I want to tell you the story of some of the art I carry with me. I want to tell you about Santa Perpetua.

I first got started getting tattoo’d back in maybe 2014, despite my parents’ best intentions. The first thing I ever got tattoo’d was “Death is the road to awe”1 in ASCII hexadecimal down my spine because 1/ I couldn’t get the phase out of my head2, 2/ “death” is change in the tarot, and what is wrong with that, anyway, and 2/ encoding it in ASCII hex would mean that even if my feelings on the quote changed over time, no one could really call me on it.

It was, it ends up, the beginning of a long journey.

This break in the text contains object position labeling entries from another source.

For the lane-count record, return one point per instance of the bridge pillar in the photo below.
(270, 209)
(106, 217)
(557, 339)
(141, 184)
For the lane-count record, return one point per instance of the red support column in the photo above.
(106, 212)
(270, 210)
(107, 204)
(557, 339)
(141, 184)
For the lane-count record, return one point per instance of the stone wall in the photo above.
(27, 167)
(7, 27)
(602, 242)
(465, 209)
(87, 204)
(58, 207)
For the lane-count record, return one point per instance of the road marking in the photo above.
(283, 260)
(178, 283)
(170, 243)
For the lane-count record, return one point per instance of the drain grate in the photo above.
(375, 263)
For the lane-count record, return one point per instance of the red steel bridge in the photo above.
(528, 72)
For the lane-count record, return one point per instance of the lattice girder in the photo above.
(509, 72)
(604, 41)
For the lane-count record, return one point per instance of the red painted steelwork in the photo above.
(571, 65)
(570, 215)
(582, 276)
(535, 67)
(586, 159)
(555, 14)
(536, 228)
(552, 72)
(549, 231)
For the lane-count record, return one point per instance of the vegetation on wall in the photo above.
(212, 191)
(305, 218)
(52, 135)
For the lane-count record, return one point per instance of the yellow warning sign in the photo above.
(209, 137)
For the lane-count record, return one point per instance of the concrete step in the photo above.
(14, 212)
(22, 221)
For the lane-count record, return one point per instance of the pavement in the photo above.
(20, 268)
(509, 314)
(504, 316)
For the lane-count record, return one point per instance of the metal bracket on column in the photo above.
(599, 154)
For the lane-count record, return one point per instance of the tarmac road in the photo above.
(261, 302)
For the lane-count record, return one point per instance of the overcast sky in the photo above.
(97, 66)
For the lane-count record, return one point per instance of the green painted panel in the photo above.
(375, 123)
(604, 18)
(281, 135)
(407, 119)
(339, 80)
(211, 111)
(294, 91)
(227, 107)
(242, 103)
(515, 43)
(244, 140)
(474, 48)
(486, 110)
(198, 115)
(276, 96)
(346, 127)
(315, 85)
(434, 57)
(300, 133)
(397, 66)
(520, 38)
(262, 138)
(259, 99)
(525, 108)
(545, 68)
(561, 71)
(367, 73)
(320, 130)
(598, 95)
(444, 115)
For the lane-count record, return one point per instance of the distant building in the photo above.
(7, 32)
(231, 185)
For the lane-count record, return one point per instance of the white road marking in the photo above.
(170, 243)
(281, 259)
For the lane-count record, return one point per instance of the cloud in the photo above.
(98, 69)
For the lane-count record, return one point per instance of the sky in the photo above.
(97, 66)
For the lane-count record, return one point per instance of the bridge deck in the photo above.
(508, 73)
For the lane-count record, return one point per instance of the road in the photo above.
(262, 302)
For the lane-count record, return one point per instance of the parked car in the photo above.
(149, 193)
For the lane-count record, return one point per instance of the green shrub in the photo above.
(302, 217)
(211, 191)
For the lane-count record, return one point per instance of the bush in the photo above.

The first couple tattoos of hex code were from a total weirdo in my college town I’ll always remember fondly. The ensuing few were from a generally lovely gent in Seattle who was exceptional and exact about lettering and numbers. But I wanted something more – our few forays into creativity left something lacking. At some point I realized I had been following Santa Perpetua online via tattoo blogs for a handful of years, and that I could just, you know, go get a tattoo from her if I was willing to travel for it. 

The backs of some very pale legs with blue shoes, and a watercolor tattoo with a tree, a maze, and skeletons on it on the back of the left leg from ankle to disappearing under a dress.